Common Bankruptcy Terms:
Creditors’ Meeting or 341(a) Meeting:
This meeting is held by the trustee normally about 30 days from the date you file your bankruptcy. The purpose of the meeting is to allow the trustee and any creditors who wish to attend to examine the debtor under oath.
An individual debtor who receives a discharge in bankruptcy is relieved of personal liability for certain types of debt. Once the debtor received a discharge, creditors are prohibited from seeking to collect a debt on those to which the discharge applies.
The bankruptcy code allows a debtor to exempt a number of assets including a home, a car for each licensed driver and many personal belongings. Any assets that are found to be exempt are protected from seizure by the trustee. In many cases, all the debtor’s assets are exemptible.
In Texas, the annual median income for a single person as of March 15, 2011 if $38,294. For 2 people, it is $55,178. For a family of 3, it is $56,445. For a family of 4 it is $65, 477. For each individual in excess of 4, you add $7,500. Note that these figures change periodically and may vary from the figures indicated here. The median income is a basis on which to determine whether an individual will qualify for a chapter 7 bankruptcy. Note, however, that this is just a starting point. You are not necessarily prohibited from filing a chapter 7 just because your household monthly income exceeds the median income level.
Secured debts are those that are supported by collateral, meaning that, if you do not pay on that debt, the creditor has a right to repossess that collateral. Some examples of this are a house secured by a mortgage and a car secured by a vehicle loan.
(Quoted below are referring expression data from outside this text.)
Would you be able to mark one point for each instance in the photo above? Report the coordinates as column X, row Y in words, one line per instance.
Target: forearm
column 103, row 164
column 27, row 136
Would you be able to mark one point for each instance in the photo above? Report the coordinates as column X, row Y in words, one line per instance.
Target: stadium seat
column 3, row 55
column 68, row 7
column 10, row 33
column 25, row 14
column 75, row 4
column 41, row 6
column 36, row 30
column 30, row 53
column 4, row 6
The trustee’s duty is to administer the bankruptcy estate. This duty includes liquidating any of the debtor’s non-exempt assets and presiding over the creditor’s meeting.
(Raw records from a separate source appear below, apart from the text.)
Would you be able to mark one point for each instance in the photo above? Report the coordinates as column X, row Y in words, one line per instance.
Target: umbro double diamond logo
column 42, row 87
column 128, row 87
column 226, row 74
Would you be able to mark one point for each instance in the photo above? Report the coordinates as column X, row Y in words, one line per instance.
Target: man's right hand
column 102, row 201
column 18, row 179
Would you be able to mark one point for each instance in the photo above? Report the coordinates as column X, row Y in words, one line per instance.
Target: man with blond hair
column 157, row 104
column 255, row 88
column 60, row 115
Unsecured debts are those debts that are not supported by collateral. Examples of such debts are credit cards, medical bills, deficiencies from repossessions, and payday loans.
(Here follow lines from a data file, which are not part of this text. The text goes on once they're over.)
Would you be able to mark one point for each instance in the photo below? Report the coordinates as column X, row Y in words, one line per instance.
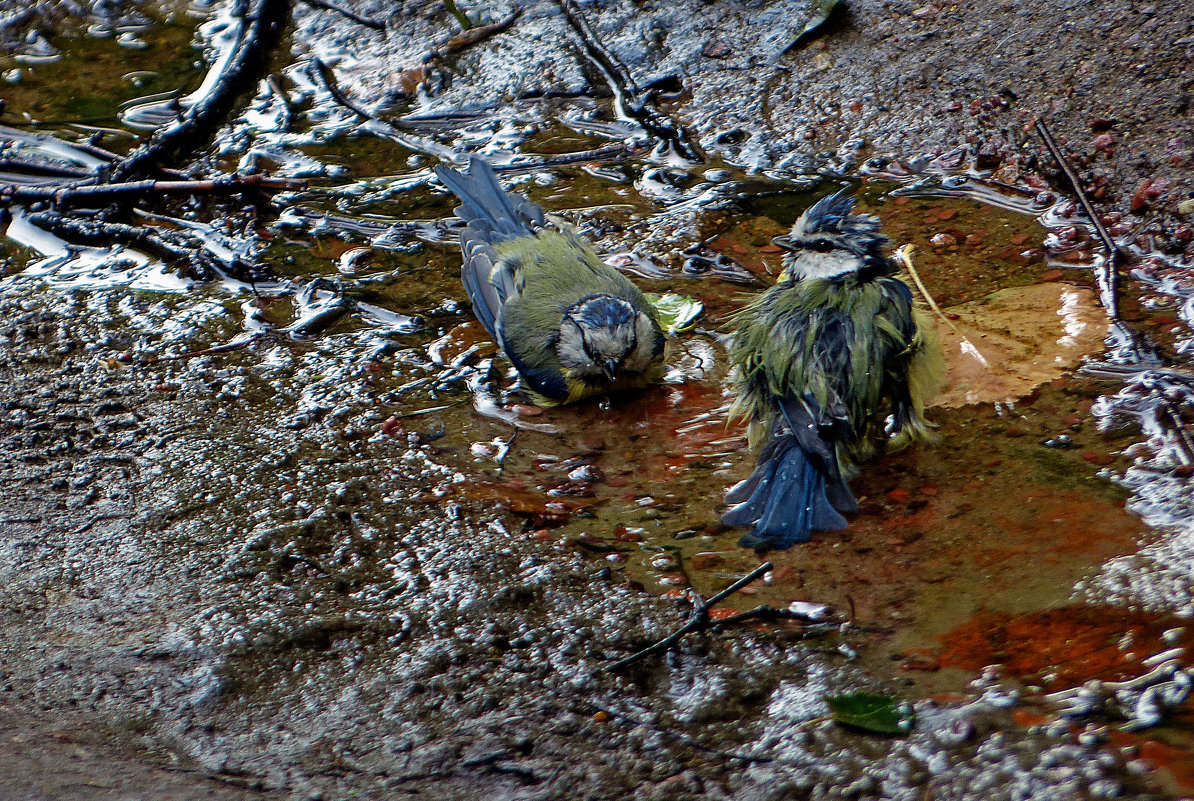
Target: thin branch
column 265, row 22
column 1111, row 278
column 327, row 5
column 626, row 92
column 207, row 351
column 96, row 195
column 471, row 36
column 697, row 621
column 905, row 256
Frequently Asked Questions:
Can I keep my house?
Yes, the bankruptcy code allows you to keep your house as long as you continue to pay for it.
Can I keep my vehicle?
Yes, the bankruptcy code allows for each person of legal driving age to keep one vehicle. Again, you must continue to pay your vehicle loan if you want to keep the vehicle; however, in a chapter 13 bankruptcy there are some instances where you can reduce the amount you owe as well as the interest rate.
Can I keep my 401K or other retirement vehicle?
Yes, the bankruptcy code protects most retirement accounts from the reach of creditors.
Can I discharge back federal taxes?
In some cases, you can discharge back taxes. Whether or not back taxes can be discharged depends on when the taxes were assessed.
Can I discharge student loans?
In some cases, you can discharge student loans. Whether or not student loans can be discharged depends upon whether or not you can prove to the court that repayment would constitute an undue hardship on the debtor.
Can I discharge back child support?
No, child support is not dischargeable.
Can I discharge a judgment taken against me?
In most cases, you can discharge a judgment taken against you. There are some exceptions, however, such as judgments for death or personal injury arising from a debtor’s operation of a motor vehicle while intoxicated.
Does my spouse have to file with me?
No, your spouse does not have to file with you; however, in many cases filing together will be advantageous. If you have incurred any debt jointly but only one spouse receives a discharge in bankruptcy, the other spouse will still be liable on the debt.
What do I need to bring to my free consultation?
The free consultation is mostly informative, so you do not necessarily need to bring any documentation with you at that time. We will discuss the benefits and procedures of the different chapters of bankruptcy and your specific financial situation to determine whether or not bankruptcy is right for you, and, if so, what chapter. It is always a good idea to come into the meeting having a rough idea of your total debt as well as your monthly pre-tax household income.